Into the fiery, plague-ridden nightmare-scape of 2020, like a gift from some benevolent higher being, has come a source of true wonder and delight: the wandering monoliths of Utah, Romania, California, and New Mexico.

The monoliths are long vertical slabs of metal, each 10 to 12 feet tall. They appear with no warning and disappear just as quickly: First, one in the Utah desert, which emerged on November 18 and vanished on November 27. Second, one outside the Romanian city of Piatra Neamt, which appeared on November 27 and disappeared on December 2. Third, one at the top of Pine Mountain in Atascadero, California, which appeared on December 2, was taken down on December 3, and reappeared on December 4. And fourth, one in Albuquerque, New Mexico, which appeared on December 7 and was taken down the same day.

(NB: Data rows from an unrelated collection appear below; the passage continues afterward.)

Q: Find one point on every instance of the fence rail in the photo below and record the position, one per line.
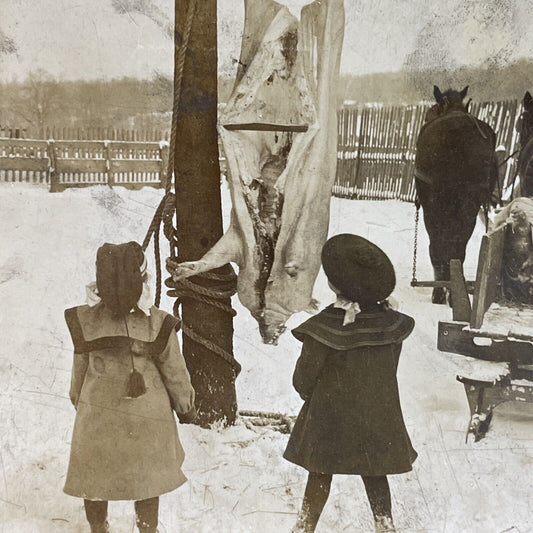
(376, 152)
(377, 146)
(65, 164)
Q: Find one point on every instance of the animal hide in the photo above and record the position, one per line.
(280, 173)
(517, 268)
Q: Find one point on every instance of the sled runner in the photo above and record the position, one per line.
(490, 329)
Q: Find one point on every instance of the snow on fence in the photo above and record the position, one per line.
(377, 146)
(376, 152)
(64, 164)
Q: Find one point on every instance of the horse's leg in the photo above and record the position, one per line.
(435, 223)
(436, 254)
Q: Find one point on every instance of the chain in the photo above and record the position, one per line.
(415, 248)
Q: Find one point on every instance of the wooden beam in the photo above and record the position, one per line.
(199, 212)
(267, 126)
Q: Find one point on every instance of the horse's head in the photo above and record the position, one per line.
(526, 120)
(447, 101)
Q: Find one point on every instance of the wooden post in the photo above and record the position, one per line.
(164, 165)
(199, 212)
(109, 167)
(54, 176)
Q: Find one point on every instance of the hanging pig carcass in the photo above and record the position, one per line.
(279, 132)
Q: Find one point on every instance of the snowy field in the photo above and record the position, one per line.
(238, 480)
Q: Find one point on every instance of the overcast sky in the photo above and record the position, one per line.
(75, 39)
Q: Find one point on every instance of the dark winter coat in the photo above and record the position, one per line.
(351, 421)
(126, 448)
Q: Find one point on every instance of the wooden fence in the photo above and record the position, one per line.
(376, 152)
(65, 164)
(377, 146)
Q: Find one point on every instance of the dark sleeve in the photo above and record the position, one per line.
(309, 366)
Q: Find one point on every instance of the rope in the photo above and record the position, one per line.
(227, 356)
(415, 244)
(199, 298)
(165, 213)
(277, 421)
(210, 293)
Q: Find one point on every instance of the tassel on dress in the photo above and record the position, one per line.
(136, 385)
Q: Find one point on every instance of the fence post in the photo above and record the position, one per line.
(54, 176)
(110, 173)
(164, 151)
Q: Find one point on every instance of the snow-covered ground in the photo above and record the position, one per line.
(238, 480)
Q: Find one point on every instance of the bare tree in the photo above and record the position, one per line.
(39, 98)
(148, 9)
(7, 45)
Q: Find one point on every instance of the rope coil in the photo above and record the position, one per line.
(164, 214)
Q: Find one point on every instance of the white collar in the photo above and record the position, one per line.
(144, 304)
(351, 309)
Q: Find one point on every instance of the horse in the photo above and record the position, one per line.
(525, 159)
(455, 173)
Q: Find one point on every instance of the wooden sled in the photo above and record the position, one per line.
(488, 328)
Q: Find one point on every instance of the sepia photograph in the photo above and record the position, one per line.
(266, 266)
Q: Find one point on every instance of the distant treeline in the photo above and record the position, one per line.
(486, 84)
(42, 102)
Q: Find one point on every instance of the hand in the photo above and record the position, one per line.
(187, 418)
(184, 270)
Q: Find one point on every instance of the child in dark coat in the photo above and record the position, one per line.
(128, 377)
(351, 421)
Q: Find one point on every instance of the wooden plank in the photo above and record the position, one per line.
(266, 126)
(128, 145)
(488, 277)
(453, 337)
(33, 144)
(461, 307)
(134, 165)
(80, 165)
(23, 163)
(80, 145)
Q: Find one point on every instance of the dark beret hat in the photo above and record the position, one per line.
(358, 269)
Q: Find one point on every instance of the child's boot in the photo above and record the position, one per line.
(384, 524)
(100, 528)
(147, 515)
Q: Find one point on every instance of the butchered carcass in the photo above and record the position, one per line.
(279, 131)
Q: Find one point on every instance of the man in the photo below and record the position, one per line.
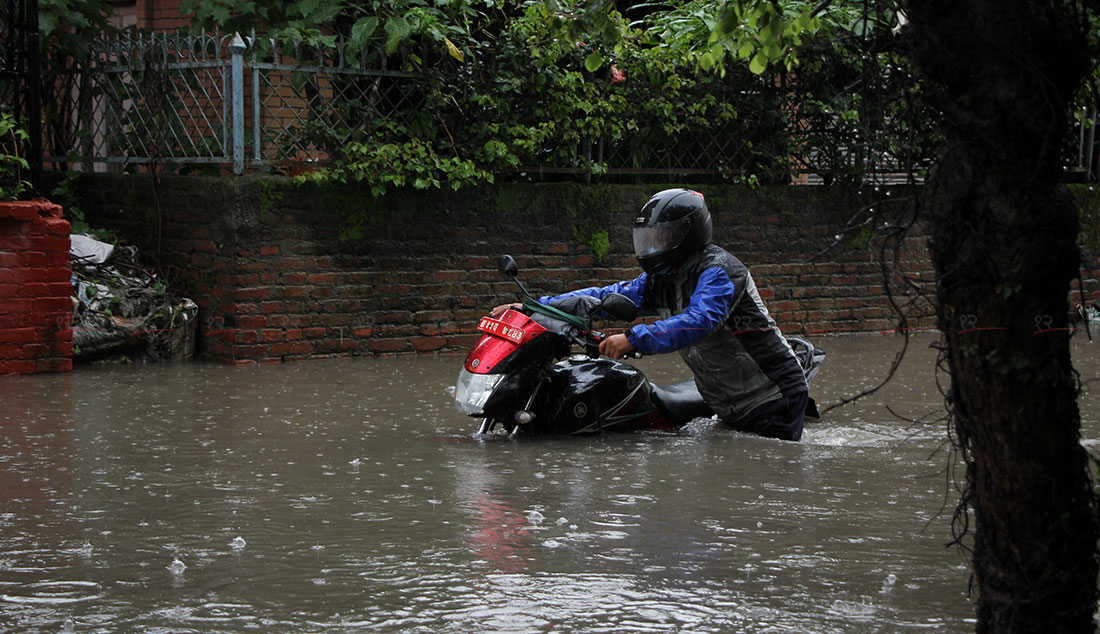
(710, 312)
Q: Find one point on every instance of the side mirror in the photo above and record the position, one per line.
(507, 265)
(619, 307)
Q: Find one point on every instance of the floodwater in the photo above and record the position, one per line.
(349, 495)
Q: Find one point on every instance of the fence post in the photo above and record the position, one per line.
(237, 87)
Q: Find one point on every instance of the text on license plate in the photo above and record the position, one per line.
(501, 329)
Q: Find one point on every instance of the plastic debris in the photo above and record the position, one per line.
(123, 310)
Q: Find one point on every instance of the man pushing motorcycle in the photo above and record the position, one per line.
(708, 310)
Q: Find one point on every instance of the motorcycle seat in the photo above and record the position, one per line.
(681, 402)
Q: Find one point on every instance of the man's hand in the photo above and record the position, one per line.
(616, 347)
(502, 308)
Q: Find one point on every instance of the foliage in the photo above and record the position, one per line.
(378, 26)
(12, 138)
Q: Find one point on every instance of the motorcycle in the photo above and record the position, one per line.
(524, 376)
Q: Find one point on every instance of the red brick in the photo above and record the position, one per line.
(427, 343)
(20, 336)
(292, 348)
(388, 345)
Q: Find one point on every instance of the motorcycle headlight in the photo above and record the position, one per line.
(472, 391)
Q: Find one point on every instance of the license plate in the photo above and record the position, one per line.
(501, 329)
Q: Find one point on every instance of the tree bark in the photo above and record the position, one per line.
(1003, 233)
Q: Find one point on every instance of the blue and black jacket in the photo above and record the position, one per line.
(710, 312)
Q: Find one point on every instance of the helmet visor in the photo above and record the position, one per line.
(658, 238)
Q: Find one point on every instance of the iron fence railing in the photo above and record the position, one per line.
(20, 77)
(221, 101)
(211, 99)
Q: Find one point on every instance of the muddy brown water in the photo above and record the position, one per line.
(349, 495)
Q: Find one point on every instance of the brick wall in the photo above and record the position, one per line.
(35, 285)
(264, 261)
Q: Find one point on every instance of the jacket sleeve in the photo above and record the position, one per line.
(710, 304)
(631, 288)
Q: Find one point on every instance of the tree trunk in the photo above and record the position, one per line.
(1003, 243)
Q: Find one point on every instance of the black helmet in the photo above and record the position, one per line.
(670, 227)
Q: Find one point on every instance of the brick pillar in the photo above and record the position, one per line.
(35, 288)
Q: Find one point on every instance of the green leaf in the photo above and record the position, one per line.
(593, 62)
(363, 29)
(453, 51)
(758, 64)
(398, 29)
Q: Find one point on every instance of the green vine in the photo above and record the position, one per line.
(12, 164)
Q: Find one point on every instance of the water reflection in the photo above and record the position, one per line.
(349, 495)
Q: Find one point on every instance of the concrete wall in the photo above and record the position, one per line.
(35, 285)
(265, 262)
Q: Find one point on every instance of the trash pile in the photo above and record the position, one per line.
(121, 310)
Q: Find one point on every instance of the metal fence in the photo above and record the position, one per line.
(226, 102)
(212, 100)
(19, 76)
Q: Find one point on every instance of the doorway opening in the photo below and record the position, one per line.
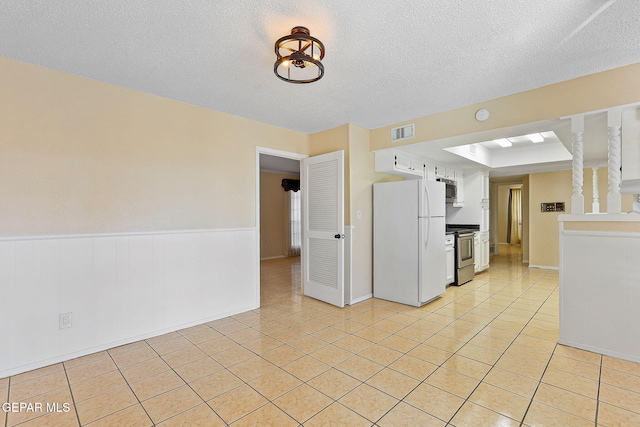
(278, 225)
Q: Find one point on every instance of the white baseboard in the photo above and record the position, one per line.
(364, 298)
(546, 267)
(273, 257)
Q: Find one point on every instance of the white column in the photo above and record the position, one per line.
(577, 200)
(614, 122)
(595, 206)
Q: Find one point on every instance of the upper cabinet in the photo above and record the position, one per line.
(411, 166)
(400, 163)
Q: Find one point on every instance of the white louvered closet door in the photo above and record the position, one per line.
(323, 227)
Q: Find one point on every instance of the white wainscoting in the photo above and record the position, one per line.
(119, 288)
(600, 291)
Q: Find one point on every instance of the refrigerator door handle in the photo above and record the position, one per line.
(425, 207)
(426, 233)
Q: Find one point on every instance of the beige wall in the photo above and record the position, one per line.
(273, 215)
(80, 156)
(599, 91)
(557, 187)
(525, 219)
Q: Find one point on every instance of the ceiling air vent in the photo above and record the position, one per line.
(403, 132)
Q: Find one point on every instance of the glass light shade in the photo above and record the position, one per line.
(298, 57)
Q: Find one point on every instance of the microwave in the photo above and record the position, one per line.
(449, 190)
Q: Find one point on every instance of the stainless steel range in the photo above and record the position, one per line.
(464, 247)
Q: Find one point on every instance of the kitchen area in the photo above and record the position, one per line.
(414, 266)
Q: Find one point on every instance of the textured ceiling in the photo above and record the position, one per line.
(385, 61)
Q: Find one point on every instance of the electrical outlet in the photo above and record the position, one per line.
(65, 320)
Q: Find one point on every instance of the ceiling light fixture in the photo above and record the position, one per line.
(536, 137)
(298, 57)
(503, 142)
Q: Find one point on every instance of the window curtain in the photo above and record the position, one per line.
(294, 231)
(294, 223)
(514, 217)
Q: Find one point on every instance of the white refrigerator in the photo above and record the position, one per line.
(409, 264)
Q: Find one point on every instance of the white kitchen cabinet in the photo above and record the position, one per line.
(399, 163)
(449, 242)
(481, 248)
(458, 177)
(476, 251)
(430, 172)
(485, 187)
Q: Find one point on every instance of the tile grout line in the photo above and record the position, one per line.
(6, 415)
(454, 353)
(510, 344)
(524, 416)
(75, 405)
(598, 393)
(128, 385)
(186, 382)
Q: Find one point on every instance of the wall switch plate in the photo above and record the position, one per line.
(65, 320)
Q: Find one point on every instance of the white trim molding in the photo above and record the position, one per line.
(363, 298)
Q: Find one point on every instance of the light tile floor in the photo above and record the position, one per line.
(484, 354)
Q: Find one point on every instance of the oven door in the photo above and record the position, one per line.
(465, 250)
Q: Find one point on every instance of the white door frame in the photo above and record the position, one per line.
(271, 152)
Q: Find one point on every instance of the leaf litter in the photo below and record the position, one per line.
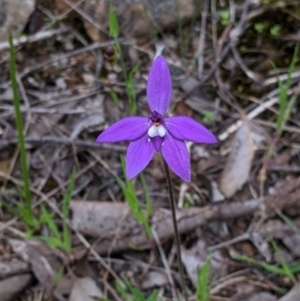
(67, 81)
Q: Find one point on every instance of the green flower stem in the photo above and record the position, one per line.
(177, 237)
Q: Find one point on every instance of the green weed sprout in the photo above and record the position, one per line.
(135, 293)
(25, 210)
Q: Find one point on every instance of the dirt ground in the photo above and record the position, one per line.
(232, 70)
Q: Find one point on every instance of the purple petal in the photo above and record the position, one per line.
(129, 128)
(157, 142)
(139, 154)
(186, 128)
(159, 86)
(176, 155)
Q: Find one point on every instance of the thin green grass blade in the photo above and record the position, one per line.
(284, 265)
(113, 22)
(203, 290)
(19, 125)
(65, 211)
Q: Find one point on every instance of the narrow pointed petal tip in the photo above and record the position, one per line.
(186, 128)
(177, 157)
(127, 129)
(159, 86)
(139, 154)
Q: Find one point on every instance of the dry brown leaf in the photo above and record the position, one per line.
(237, 168)
(85, 289)
(44, 262)
(11, 287)
(261, 296)
(154, 279)
(102, 219)
(196, 256)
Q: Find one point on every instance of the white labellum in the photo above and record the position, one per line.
(157, 131)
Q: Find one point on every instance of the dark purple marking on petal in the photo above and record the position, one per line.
(176, 154)
(126, 129)
(157, 142)
(139, 154)
(159, 86)
(186, 128)
(156, 118)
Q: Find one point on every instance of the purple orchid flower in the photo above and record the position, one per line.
(157, 133)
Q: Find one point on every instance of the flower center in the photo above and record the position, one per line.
(157, 128)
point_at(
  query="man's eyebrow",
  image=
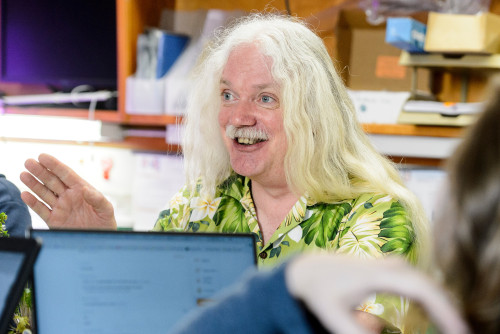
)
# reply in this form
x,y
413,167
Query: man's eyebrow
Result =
x,y
259,86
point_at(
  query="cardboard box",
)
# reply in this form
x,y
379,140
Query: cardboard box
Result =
x,y
406,34
366,61
458,33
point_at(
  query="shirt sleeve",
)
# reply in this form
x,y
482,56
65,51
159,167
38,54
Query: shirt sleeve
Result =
x,y
18,216
379,226
261,303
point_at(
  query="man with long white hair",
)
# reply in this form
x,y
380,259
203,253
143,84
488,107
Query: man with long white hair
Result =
x,y
272,147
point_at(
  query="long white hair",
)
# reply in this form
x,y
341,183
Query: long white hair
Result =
x,y
329,157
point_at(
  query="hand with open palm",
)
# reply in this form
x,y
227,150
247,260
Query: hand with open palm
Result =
x,y
65,200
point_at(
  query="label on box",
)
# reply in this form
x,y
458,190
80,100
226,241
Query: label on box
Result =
x,y
388,67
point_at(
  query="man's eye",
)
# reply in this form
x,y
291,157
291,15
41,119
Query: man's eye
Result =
x,y
267,99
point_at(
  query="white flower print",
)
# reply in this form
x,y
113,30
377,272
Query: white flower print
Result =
x,y
203,206
371,307
296,233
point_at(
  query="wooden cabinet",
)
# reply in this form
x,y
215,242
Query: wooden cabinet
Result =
x,y
134,15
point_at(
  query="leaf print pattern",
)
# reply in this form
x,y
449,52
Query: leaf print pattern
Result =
x,y
371,225
203,207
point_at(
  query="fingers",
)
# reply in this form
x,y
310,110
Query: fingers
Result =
x,y
42,191
40,209
65,174
46,176
101,206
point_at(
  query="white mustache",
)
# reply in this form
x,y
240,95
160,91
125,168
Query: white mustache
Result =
x,y
246,132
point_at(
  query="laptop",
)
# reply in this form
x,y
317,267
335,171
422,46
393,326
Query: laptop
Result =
x,y
17,256
131,282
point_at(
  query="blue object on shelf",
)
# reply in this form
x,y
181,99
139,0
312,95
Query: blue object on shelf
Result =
x,y
170,47
406,34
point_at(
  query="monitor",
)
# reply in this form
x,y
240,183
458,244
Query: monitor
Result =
x,y
59,43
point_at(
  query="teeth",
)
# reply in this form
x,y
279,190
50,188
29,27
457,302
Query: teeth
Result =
x,y
246,141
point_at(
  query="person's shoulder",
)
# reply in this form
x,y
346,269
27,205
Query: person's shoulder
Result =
x,y
378,201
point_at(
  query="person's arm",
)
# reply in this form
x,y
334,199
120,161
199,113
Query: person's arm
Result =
x,y
332,286
67,200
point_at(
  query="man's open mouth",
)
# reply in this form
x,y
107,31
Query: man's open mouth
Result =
x,y
248,141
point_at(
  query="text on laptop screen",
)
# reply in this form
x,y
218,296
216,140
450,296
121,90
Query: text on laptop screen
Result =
x,y
100,282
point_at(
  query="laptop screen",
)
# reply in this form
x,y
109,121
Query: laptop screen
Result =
x,y
131,282
11,264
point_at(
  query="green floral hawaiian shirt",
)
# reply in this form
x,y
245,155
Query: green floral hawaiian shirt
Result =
x,y
370,226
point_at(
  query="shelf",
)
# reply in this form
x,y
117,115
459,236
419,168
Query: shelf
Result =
x,y
111,116
151,120
468,61
413,130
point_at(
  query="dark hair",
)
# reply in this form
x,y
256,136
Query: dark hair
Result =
x,y
468,249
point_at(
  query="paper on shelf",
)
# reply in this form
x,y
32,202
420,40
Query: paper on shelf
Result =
x,y
443,108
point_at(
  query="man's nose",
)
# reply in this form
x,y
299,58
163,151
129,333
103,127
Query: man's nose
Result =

They look like alien artifacts. In part, that’s because they are heavily reminiscent of the monoliths of Stanley Kubrick’s sci-fi classic 2001: A Space Odyssey, where vast black monoliths are deposited by aliens to guide human beings from one stage of evolution to the next.

Kubrick or no Kubrick, all four of these real-life monoliths are eerie, solitary objects. No one knows whether another will suddenly appear, or whether it, too, will vanish into the night.

We know very little about these monoliths at all, in fact, and that seems to be part of their point. They are a beautifully inexplicable phenomenon, and proof that the world still contains marvels.

Here’s what we do know about the monoliths — and why we keep talking about them.

A monolith timeline

The first monolith was discovered in November in a remote desert canyon in Utah’s Red Rock Country. A helicopter crew counting bighorn sheep noticed a flash of metal looming up from the ground and flew down to investigate, and there it was: deeply embedded in the red rock of the canyon floor, an enormous smooth metal triangular prism, just standing there.

“What the heck is that?” one of the workers mutters in a video released by the Utah Department of Public Safety. “Okay, the intrepid explorers go down to investigate the alien life form,” another cracks.

The canyon is remote and inaccessible without a helicopter, Utah’s Division of Wildlife Services told the New York Times. “It’s a tough place to get to on vehicle and on foot,” a spokesperson said. Officials for the Department of Public Safety added that they had no idea how long the monolith had been there, although Reddit sleuths used Google Maps Earth View to work out that it was installed sometime between August 2015 and October 2016.

The Utah Department of Public Safety announced the “unusual find” on Facebook, with a cheeky alien emoji appended, and the story took off inexorably from there. A mysterious artifact that is an art project but also maybe from aliens, discovered out of nowhere in the middle of the desert, here in the grinding misery of a plague year — what’s not to love about that?

Plenty, argued BASE jumper Andy Lewis and adventure guide Sylvan Christensen, who filmed themselves removing the monolith from the desert on November 27. They say they did so for environmental reasons. “This land wasn’t physically prepared for the population shift,” they declared in a joint statement. The statement goes on to say that the rapid descent of masses of monolith-gawkers into the pristine desert landscape, with no infrastructure set up to support them, caused permanent damage to the delicate ecosystem.